溜息をついて、前を向いて歩き出そうとした途端、
人にぶつかってしまう。

「ご…ごめんなさい。」

「ごめんじゃねぇよ!! この落とし前…
ん?? 随分、かわい子ちゃんぽいんじゃないの?」

ぶつかってしまったのは背丈2メートル近い大男。
筋肉質な ガタイのいい男だった。

「ごめんなさい。急いでるの。」

謝り、去ろうとする乙女の手を引きとめる。

「待ってくれよ。
せっかくだ、俺達と遊ぼうぜ。」

周辺にいた男の仲間達も寄ってきて
乙女を取り囲む。

「いや… 放して下さい!!」

「いいじゃねえかよ!! 減るもんじゃ無し。」

男が強引に腕を引き抱き寄せようとすると
乙女のフードがはらりと落ちた。
男達の口からぴゅ〜と口笛。

ピールの街では見ない美貌の黒髪の乙女。

「お〜!!
こりゃ上玉じゃねえの。
連れて行こうぜ!!」

「!? イヤっ!!放して!!」 

男の言葉に戦慄を覚えた乙女は叫ぶが
周りの群集は見てないフリをして助けようともしない。
無理やり連れて行こうとする男達の前に
一人の青年が立つ。
静かな怒りに震えるリチャードだった。

「その手を離せ。
嫌がってるじゃないか!!」

「なんだ? おめー??」

4人の男達に囲まれた乙女はパニック状態。

「あ…」

「おめーみたいな優男には用はないっての。」

ゲラゲラと下品な笑い声が上る。

彼は冷たい視線で睨みつけ
乙女を捕らえていた男の腕を掴む。

「いい加減にしろ!! 
まったく…これだから祭の日は不埒ものが多くて困るな。」

「「「「何だと!」」」」


4人の男は彼に飛び掛るが、
一瞬で片が付いてしまう。

彼の小刀は男達の鼻と頬に赤い傷をつけていた。
刃先はボスらしき男の鼻先に突きつけられている。

「さ、お嬢さん。
こっちに。」

「は、はい!!」

男の手からやっと逃れ、彼の元へと駆け出す。
悔しげに男達は彼を睨みつけていた。

「貴様…!!」

「まったく…男として恥ずかしくないのか?
ひとりの女性に4人がかりとは…情けない。」


彼は小刀を懐に納め、乙女の手を引いてその場を去ろうとした。

ボスの男は殺しかねないような形相で彼の背に向かって
拳を振り上げる。

次の瞬間には… 彼の拳が男の鼻にヒットし、めり込んでいた。

うめき声も上げることなく、昏倒する男。

リチャードは冷ややかな瞳で一瞥するだけ。

「さ、あんなヤツはほおっておきましょう。
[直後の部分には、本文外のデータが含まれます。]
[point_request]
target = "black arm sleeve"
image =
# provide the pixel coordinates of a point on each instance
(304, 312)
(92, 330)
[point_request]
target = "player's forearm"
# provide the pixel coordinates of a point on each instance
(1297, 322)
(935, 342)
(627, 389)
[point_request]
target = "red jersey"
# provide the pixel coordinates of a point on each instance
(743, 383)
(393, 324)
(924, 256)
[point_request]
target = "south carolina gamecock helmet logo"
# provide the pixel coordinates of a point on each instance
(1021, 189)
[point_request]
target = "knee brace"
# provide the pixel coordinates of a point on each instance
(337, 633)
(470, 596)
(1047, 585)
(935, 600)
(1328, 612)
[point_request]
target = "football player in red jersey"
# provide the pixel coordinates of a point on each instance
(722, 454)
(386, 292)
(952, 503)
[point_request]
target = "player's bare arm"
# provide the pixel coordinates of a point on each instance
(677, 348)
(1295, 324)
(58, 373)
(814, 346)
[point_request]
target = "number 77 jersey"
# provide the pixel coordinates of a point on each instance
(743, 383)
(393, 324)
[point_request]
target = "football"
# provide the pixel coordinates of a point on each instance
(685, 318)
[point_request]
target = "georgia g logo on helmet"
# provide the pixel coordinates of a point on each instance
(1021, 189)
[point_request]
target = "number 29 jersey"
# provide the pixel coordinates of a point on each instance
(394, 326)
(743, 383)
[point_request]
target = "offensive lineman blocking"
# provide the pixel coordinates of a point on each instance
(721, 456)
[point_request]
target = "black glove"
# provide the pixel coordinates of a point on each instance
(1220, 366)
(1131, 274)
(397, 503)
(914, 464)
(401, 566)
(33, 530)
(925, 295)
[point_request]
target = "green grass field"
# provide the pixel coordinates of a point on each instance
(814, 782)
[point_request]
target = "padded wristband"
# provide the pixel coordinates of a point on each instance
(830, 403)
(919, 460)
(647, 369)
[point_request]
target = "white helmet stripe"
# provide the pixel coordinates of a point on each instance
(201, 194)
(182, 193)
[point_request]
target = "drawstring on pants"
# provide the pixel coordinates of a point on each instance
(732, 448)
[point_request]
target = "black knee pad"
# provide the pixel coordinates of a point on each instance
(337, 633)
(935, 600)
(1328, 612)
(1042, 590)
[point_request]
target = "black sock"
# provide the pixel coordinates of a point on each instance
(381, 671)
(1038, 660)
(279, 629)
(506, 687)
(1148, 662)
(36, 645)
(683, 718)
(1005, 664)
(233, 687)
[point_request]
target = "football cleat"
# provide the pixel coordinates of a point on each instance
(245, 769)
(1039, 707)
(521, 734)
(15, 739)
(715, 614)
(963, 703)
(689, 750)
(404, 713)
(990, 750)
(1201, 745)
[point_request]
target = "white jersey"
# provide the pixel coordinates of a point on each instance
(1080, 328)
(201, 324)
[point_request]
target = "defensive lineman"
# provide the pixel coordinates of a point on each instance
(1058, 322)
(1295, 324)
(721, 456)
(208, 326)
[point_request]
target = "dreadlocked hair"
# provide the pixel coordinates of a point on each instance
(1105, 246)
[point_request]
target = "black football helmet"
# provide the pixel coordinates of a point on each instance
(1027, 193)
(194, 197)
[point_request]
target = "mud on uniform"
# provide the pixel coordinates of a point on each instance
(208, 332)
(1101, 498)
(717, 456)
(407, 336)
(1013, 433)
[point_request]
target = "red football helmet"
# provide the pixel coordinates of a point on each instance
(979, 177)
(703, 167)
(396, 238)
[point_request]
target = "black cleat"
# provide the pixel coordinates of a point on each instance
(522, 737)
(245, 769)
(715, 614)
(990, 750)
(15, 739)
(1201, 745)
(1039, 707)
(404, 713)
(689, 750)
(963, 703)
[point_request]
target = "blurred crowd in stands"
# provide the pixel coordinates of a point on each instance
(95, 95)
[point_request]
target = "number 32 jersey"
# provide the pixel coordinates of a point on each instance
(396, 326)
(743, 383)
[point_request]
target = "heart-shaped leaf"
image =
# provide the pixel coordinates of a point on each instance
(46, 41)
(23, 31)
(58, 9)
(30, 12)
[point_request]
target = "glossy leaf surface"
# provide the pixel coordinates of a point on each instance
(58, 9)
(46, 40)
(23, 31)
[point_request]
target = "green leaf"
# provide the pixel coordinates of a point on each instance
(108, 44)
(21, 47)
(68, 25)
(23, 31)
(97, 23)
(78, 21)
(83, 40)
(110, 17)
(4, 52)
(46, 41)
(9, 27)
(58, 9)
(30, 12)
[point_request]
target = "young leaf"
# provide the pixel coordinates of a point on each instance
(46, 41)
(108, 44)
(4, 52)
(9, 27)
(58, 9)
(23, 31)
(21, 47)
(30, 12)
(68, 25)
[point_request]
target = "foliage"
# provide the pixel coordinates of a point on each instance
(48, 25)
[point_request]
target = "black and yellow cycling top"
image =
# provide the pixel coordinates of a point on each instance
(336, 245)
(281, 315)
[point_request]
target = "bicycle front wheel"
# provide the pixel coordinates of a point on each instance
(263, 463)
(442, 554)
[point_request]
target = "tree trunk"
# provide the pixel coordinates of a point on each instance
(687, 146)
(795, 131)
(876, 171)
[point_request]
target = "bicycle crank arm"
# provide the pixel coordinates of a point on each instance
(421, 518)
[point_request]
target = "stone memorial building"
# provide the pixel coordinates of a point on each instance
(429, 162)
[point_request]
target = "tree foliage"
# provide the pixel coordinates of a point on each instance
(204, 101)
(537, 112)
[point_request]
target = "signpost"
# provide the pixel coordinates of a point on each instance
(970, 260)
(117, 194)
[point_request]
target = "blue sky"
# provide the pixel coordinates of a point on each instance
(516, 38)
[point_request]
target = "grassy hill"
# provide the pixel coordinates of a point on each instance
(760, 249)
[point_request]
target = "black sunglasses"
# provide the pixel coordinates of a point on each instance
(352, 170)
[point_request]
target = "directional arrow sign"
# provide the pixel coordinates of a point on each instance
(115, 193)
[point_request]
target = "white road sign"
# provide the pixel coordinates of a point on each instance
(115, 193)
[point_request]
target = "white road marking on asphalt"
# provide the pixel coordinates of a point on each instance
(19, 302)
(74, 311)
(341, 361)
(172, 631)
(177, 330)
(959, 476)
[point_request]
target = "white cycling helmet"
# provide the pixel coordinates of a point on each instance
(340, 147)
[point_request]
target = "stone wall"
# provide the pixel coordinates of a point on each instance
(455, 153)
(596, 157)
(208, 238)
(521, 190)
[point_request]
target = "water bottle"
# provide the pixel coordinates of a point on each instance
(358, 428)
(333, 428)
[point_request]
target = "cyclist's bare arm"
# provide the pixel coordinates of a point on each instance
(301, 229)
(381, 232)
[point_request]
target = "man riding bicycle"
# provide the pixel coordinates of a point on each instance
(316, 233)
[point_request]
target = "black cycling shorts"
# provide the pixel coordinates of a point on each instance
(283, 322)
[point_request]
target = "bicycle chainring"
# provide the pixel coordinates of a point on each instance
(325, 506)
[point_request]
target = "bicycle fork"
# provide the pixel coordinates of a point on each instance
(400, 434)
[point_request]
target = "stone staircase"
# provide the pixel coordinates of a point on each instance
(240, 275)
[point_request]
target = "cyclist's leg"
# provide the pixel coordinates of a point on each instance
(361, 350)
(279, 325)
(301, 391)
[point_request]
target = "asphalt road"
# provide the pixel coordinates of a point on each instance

」

「は…はい。」

男の連れから逃れるようにふたりは人波に紛れ、
追っ手が来ないことを確認した彼は手を引いて
人波から外れ、人気のない噴水のそばまで連れてきた。


「あ、あの…助けていただき、ありがとうございました。
私、急ぎますので…」

乙女はフードを再び被ろうとする。

そんな様子の乙女に声を掛けた。

「こんな夜中に…乙女がひとりで街を歩くのは感心しないな。
さっきみたいな目にまた遭うと思うが…」

青年の言葉に反論できない乙女は声も出ない。

「何処に行くつもりなのです?
よろしければお送りしますが?」

「…… 先ほどの御礼も出来ない私です。
そこまでしていただく理由がございませんわ。」

乙女はフードを下ろし、真剣なまなざしを向ける。

「…じゃ、さっきの礼として… 僕にキスしてくださいませんか?」

「え?」

「あなたが見知らぬ男にキスするのがイヤならイヤで…
無理強いはしません。」


彼の優しいエメラルドの瞳を見た乙女はどきりとした。

「いえ…そんなことは。
ホントに私なんかのキスでよろしいの?」

「えぇ。」


意を決した乙女は彼のくちびるにそっとくちびるを重ねる。
彼の手は優しく乙女の背を撫ぜた。


彼のやわらかなくちびるに触れ、乙女は震え出してしまう。

「どうしました? やっぱりイヤだった?」

「いいえ…違います。
私、ホントは行くアテなんてないんです。
このままだったら…さっきみたいな男の手に落ちてしまうのではないかと…
怖くなって。

でも…家には帰れないんです…」

ぽろぽろと涙を零し、乙女は顔を伏せた。

その乙女に彼は問いかける。

「…良かったら、ワケを話してくれないか?」

「え?」

「力になれるかもしれない…」

「でも私、あなたに迷惑かけてばかりだわ。」

彼は優しい瞳をして、素直に告げる。

「…正直に言うと、僕、君に一目惚れしたみたいなんだ。」

「…えっ!?」

目の前の背の高いハンサムな青年の口から出た言葉に目を見開いて乙女は驚く。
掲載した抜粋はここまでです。